W sobotę około południa Holger z całą rodziną stawił się w Temsted. Mieścina rzeczywiście nie była zbyt okazała – wystarczyło minąć jeden dom, by znaleźć się na plaży. Bez problemu znaleźli nabrzeże, przy którym przycumowany był niewielki prom. Koło długiego, pomalowanego na biało budynku przy plaży stał zaparkowany jakiś wojskowy samochód bez dachu, a przy nim zobaczyli uśmiechniętego, ubranego na jaskrawo mężczyznę w słomkowym kapeluszu. Cała trójka niepewnie ruszyła w jego stronę.

– Państwo Fischer, prawda? Witam serdecznie! – zawołał mężczyzna w kapeluszu i jeszcze bardziej się wyszczerzył. – Wy na zwiedzanie, tak? Edvin Jaspers.

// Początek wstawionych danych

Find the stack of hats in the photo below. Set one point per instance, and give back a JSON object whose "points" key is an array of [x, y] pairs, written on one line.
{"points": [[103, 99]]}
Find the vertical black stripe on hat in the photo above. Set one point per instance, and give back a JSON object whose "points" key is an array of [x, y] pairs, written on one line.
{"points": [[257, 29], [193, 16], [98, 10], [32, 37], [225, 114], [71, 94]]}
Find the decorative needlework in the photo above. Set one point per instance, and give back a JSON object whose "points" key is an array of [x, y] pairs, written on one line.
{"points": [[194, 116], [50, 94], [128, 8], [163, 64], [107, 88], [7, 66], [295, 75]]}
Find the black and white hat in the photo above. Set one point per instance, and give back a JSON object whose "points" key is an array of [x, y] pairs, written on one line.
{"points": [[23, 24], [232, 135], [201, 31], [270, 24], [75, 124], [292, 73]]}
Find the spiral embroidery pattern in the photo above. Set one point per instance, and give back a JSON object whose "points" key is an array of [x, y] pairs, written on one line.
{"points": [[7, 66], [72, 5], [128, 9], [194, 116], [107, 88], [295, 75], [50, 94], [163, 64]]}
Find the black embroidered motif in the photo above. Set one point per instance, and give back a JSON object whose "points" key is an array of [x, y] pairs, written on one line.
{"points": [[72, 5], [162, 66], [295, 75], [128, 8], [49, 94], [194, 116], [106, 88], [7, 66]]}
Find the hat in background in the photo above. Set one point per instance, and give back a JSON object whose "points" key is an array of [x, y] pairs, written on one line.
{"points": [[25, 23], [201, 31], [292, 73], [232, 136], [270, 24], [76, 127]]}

Będę dzisiaj waszym przewodnikiem.

Holger uścisnął wyciągniętą dłoń tak, że tamten lekko się skrzywił.

– O, silny, męski uścisk – skomentował Jaspers i niemal natychmiast wrócił do swojego poprzedniego uśmiechu, zupełnie jakby jego twarz była ściągnięta sprężynami gdzieś z tyłu głowy i nie mogła pozostawać zbyt długo w stanie niewyszczerzonym. – Zapraszam do samochodu.

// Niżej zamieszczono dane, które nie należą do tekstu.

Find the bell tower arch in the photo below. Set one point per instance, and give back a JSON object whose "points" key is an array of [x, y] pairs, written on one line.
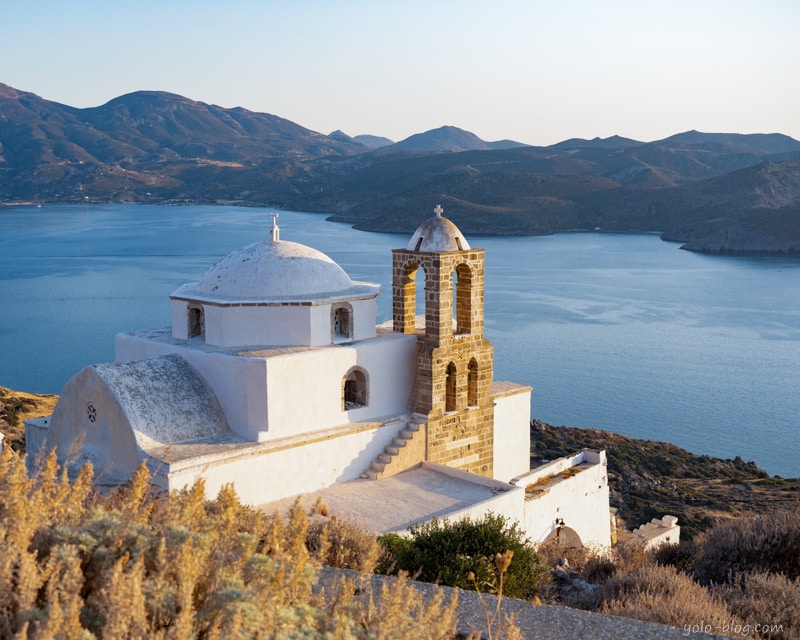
{"points": [[452, 390]]}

Wsiedli do wojskowego jeepa i podjechali kawałek betonowym pirsem w stronę statku. Koła zastukały na drewnianym trapie i już po chwili pojazd znalazł się na płaskim, pustym pokładzie. Wysiedli z samochodu i Holger pomógł wyszczerzonemu zamocować pasy unieruchamiające auto.